Inflazione-salari: il mal di testa della Bce. Cosa sta succedendo
Eurozona e Bce tra inflazione e incidenza salari su continue fiammate
Nel corso del mese di aprile, l’inflazione nell’Eurozona è risalita, contribuendo, in questo modo, a mantenere alta la tensione su quelle che potrebbero essere le politiche della Bce relativamente al rialzo dei tassi.
Ma perché i prezzi continuano ad aumentare e soprattutto cosa si devono aspettare in futuro gli investitori ed i consumatori?
Stando ai dati riportati da Eurostat, nel corso del mese di aprile l’inflazione, all’interno dell’Eurozona, ha accelerato ed ha confermato i dati preliminari.
I prezzi continuano a crescere in maniera sempre più ostinata in tutte le venti nazioni che utilizzano l’euro come moneta.
Senza dubbio siamo davanti ad una notizia non rassicurante, che potrebbe fornire alla Banca Centrale europea nuovi spunti per continuare nella politica intrapresa di rialzo dei tassi.
Particolare preoccupazione arriva dall’inflazione core, che a tutt’oggi continua a rimanere un problema a breve termine, anche se il dato ha mostrato un leggero rallentamento della fase crescente.
I dati, che sono appena stati resi pubblici dall’Eurostat, si vanno ad affiancare alle previsioni sull’inflazione e sulla crescita per il 2023 ed il 2024 che la Commissione europea ha appena rivisto.
Partendo proprio dai dati dell’inflazione e dalle ultime proiezioni di Bruxelles, sembrerebbe proprio che la Bce debba percorrere ancora molta strada.
Il tasso di inflazione annuo, secondo la Commissione europea, è destinato a crescere del 5,8% nel 2023 e del 2,8% nel 2024.
L’inflazione core dovrebbe crescere in media del 6,1% nel 2023 per poi scendere nel 2023 al 3,2%.
Ma perché l’inflazione continua a crescere?
Inflazione in crescita, ecco il perché
Complessivamente i prezzi, nell’Eurozona, sono cresciuti del 7,0% ad aprile e del 6,9% a marzo.
Ha registrato un rallentamento il rialzo dei prezzi alimentari, ma sono aumentati i costi dei servizi e dell’energia, andando a compensare la discesa registrata dai prodotti alimentari.
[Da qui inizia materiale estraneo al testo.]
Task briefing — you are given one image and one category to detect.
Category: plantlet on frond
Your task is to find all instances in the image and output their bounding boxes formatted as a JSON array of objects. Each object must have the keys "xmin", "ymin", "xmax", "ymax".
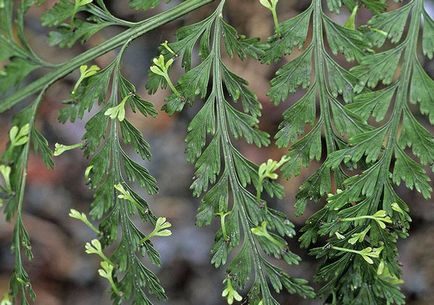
[{"xmin": 147, "ymin": 1, "xmax": 314, "ymax": 305}]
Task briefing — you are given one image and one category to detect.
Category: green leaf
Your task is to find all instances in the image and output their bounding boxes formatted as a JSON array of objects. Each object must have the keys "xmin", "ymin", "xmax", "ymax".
[
  {"xmin": 0, "ymin": 57, "xmax": 39, "ymax": 93},
  {"xmin": 275, "ymin": 87, "xmax": 316, "ymax": 147},
  {"xmin": 220, "ymin": 19, "xmax": 266, "ymax": 60},
  {"xmin": 326, "ymin": 56, "xmax": 358, "ymax": 103},
  {"xmin": 121, "ymin": 120, "xmax": 151, "ymax": 160},
  {"xmin": 392, "ymin": 148, "xmax": 432, "ymax": 199},
  {"xmin": 368, "ymin": 2, "xmax": 414, "ymax": 47},
  {"xmin": 41, "ymin": 0, "xmax": 76, "ymax": 26},
  {"xmin": 179, "ymin": 56, "xmax": 213, "ymax": 100},
  {"xmin": 122, "ymin": 153, "xmax": 158, "ymax": 195},
  {"xmin": 222, "ymin": 64, "xmax": 262, "ymax": 117},
  {"xmin": 128, "ymin": 0, "xmax": 161, "ymax": 10},
  {"xmin": 346, "ymin": 86, "xmax": 396, "ymax": 122},
  {"xmin": 268, "ymin": 46, "xmax": 313, "ymax": 104},
  {"xmin": 422, "ymin": 10, "xmax": 434, "ymax": 59},
  {"xmin": 351, "ymin": 45, "xmax": 404, "ymax": 92},
  {"xmin": 30, "ymin": 128, "xmax": 54, "ymax": 169},
  {"xmin": 410, "ymin": 62, "xmax": 434, "ymax": 124},
  {"xmin": 48, "ymin": 20, "xmax": 111, "ymax": 48},
  {"xmin": 324, "ymin": 15, "xmax": 368, "ymax": 62},
  {"xmin": 226, "ymin": 103, "xmax": 270, "ymax": 147},
  {"xmin": 281, "ymin": 123, "xmax": 321, "ymax": 178}
]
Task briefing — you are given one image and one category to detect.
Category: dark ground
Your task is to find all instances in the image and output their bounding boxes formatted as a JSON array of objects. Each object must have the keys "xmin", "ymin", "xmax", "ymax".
[{"xmin": 0, "ymin": 0, "xmax": 434, "ymax": 305}]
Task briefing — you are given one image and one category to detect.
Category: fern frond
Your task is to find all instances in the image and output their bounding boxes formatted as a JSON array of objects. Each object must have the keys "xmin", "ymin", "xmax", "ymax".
[
  {"xmin": 302, "ymin": 0, "xmax": 434, "ymax": 304},
  {"xmin": 148, "ymin": 1, "xmax": 314, "ymax": 305}
]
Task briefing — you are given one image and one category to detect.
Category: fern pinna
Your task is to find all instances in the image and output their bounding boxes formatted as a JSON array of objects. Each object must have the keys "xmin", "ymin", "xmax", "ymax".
[
  {"xmin": 265, "ymin": 0, "xmax": 434, "ymax": 304},
  {"xmin": 148, "ymin": 1, "xmax": 314, "ymax": 305},
  {"xmin": 0, "ymin": 0, "xmax": 434, "ymax": 305}
]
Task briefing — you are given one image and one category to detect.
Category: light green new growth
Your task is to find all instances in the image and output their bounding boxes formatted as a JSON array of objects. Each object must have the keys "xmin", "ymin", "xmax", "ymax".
[
  {"xmin": 69, "ymin": 209, "xmax": 101, "ymax": 235},
  {"xmin": 0, "ymin": 0, "xmax": 434, "ymax": 305},
  {"xmin": 53, "ymin": 143, "xmax": 83, "ymax": 157},
  {"xmin": 140, "ymin": 217, "xmax": 172, "ymax": 244}
]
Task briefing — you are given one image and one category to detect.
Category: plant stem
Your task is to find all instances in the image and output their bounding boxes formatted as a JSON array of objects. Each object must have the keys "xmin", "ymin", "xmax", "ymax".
[
  {"xmin": 0, "ymin": 0, "xmax": 213, "ymax": 113},
  {"xmin": 271, "ymin": 7, "xmax": 281, "ymax": 36}
]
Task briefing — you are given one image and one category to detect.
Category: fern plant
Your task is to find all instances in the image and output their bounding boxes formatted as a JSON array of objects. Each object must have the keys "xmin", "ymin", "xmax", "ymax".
[
  {"xmin": 0, "ymin": 0, "xmax": 434, "ymax": 305},
  {"xmin": 265, "ymin": 1, "xmax": 434, "ymax": 304}
]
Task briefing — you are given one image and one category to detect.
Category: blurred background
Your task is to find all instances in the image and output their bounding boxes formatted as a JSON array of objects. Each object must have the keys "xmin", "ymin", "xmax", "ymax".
[{"xmin": 0, "ymin": 0, "xmax": 434, "ymax": 305}]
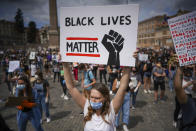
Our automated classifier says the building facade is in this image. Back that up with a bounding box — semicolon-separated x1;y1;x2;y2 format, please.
137;10;189;50
137;16;173;49
39;25;49;45
0;20;25;47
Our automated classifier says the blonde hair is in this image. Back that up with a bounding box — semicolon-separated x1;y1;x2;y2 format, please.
84;83;110;125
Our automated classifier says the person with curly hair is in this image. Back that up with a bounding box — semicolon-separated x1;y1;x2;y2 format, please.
63;63;130;131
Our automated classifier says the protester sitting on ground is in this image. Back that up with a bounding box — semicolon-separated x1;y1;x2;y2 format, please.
63;50;136;131
174;67;196;131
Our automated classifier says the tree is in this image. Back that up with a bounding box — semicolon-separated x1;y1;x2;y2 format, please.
27;21;37;43
15;8;24;33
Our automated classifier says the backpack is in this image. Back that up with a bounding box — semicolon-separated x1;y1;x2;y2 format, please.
177;100;196;131
87;70;93;83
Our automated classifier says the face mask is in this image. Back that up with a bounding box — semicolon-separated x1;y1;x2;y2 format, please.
16;84;25;90
90;101;103;110
35;75;39;79
183;76;191;81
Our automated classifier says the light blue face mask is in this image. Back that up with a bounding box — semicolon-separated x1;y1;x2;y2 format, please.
16;84;25;90
90;101;103;110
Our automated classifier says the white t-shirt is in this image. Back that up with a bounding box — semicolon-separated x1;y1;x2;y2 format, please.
182;80;193;94
84;100;116;131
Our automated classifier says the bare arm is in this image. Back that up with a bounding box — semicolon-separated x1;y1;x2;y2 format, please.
84;79;96;88
182;81;193;89
174;67;188;104
63;63;86;109
112;67;130;114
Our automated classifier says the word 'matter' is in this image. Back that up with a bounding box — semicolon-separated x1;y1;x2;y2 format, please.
66;42;99;53
65;15;131;26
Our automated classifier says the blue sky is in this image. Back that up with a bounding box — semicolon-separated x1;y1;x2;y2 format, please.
0;0;196;28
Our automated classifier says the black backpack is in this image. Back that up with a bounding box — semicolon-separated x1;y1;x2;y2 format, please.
87;70;93;83
177;99;196;131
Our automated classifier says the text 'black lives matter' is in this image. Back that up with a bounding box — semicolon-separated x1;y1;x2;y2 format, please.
66;37;100;57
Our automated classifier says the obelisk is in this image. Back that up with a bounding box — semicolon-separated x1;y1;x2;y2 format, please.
49;0;59;49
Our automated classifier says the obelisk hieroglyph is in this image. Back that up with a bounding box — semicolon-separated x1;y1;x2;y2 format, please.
49;0;59;48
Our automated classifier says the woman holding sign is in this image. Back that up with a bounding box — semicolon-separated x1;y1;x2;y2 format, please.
63;50;137;131
16;75;43;131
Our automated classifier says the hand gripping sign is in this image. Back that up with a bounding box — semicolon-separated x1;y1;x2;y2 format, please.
102;30;124;66
60;4;139;66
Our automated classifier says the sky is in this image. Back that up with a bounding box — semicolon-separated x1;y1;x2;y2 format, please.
0;0;196;28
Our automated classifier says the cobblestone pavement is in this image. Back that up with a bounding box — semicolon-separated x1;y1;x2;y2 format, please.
0;68;177;131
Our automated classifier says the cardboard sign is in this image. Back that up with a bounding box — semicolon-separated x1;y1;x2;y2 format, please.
139;54;148;61
8;61;20;72
60;4;139;66
168;11;196;66
29;52;35;60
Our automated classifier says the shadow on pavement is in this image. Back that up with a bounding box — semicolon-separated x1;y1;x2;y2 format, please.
128;116;144;129
136;101;147;108
51;111;71;121
49;103;57;109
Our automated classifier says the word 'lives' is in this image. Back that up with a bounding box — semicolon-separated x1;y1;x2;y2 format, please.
65;15;131;26
66;42;99;53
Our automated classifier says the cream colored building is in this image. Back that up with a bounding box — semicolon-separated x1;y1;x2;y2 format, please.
137;10;189;49
137;16;173;49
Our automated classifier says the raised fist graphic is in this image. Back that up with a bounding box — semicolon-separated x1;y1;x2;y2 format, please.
101;30;124;66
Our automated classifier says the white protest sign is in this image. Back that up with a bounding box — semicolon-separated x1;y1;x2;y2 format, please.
29;52;35;60
60;4;139;66
139;54;148;61
8;61;20;72
168;11;196;66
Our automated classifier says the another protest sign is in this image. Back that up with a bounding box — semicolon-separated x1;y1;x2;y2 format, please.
60;4;139;66
8;61;20;72
168;11;196;66
29;52;35;60
138;53;148;61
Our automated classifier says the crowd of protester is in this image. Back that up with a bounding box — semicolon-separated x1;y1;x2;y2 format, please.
0;48;196;131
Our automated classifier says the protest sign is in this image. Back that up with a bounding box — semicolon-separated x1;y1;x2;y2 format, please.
168;11;196;66
60;4;139;66
29;52;35;60
8;61;20;72
139;54;148;61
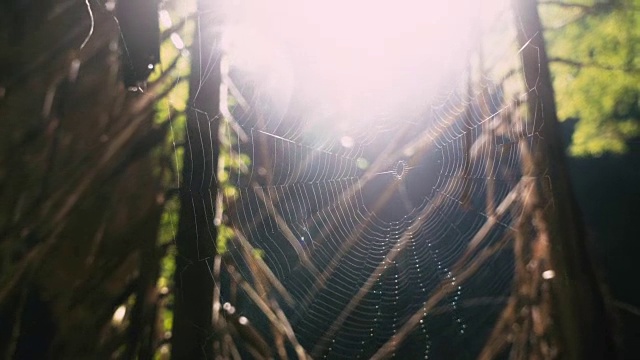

La crescita dei prezzi di fondo ha leggermente rallentato, ma continua ad accelerare il costo dei servizi:
una situazione che potrebbe far rimanere l’inflazione al di sopra del 2%, l’obiettivo previsto dalla Bce.
Volendo escludere i prezzi degli alimenti e dei carburanti che sono volatili, l’inflazione core è scesa dal 7,5% al 7,3%.
Andando ad escludere alcol e tabacco, la discesa è stata ancora più ristretta, passando da un 5,7% ad un 5,6%: questo è stato il primo calo dal mese di giugno.
Eurostat ha messo in evidenza che i tassi annuali più bassi sono stati registrati in:
- Lussemburgo: 2,7%;
- Belgio: 3,3%;
- Spagna: 3,8%.
Quelli più alti sono stati registrati in:
- Ungheria: 24,5%;
- Lettonia: 15,0%;
- Repubblica Ceca: 14,3%.
I veri responsabili degli aumenti
Alcuni analisti hanno messo in evidenza che sarà necessario aspettare il 2025 affinché l’inflazione possa centrare l’obiettivo della Bce del 2%.
In questo momento l’attenzione è rivolta principalmente ai servizi, che trainano l’inflazione.
A pesare è il costo del lavoro, che è aumentato dal 5,1% al 5,2%: è stato confermato il timore dei politici che la crescita dei salari nominali possa diventare pericolosamente veloce.
I salari reali risultano essere ancora bassi a causa dell’inflazione.
In crescita, invece, sono i salari nominali, che sono spinti dalla bassa disoccupazione e dalla crescente scarsità di manodopera, soprattutto nei servizi.
Secondo la Bce una crescita dei salari nominali pari al 3% potrebbe risultare coerente con il suo obiettivo di inflazione.
Nel 2023, però, l’aumento potrebbe essere almeno il doppio.
Accordi salariali troppo generosi in Germania, la più grande economia dell’Eurozona, aumentano il rischio che il costo del lavoro possa continuare a salire in modo particolarmente rapido il prossimo anno, andando a prolungare l’inflazione.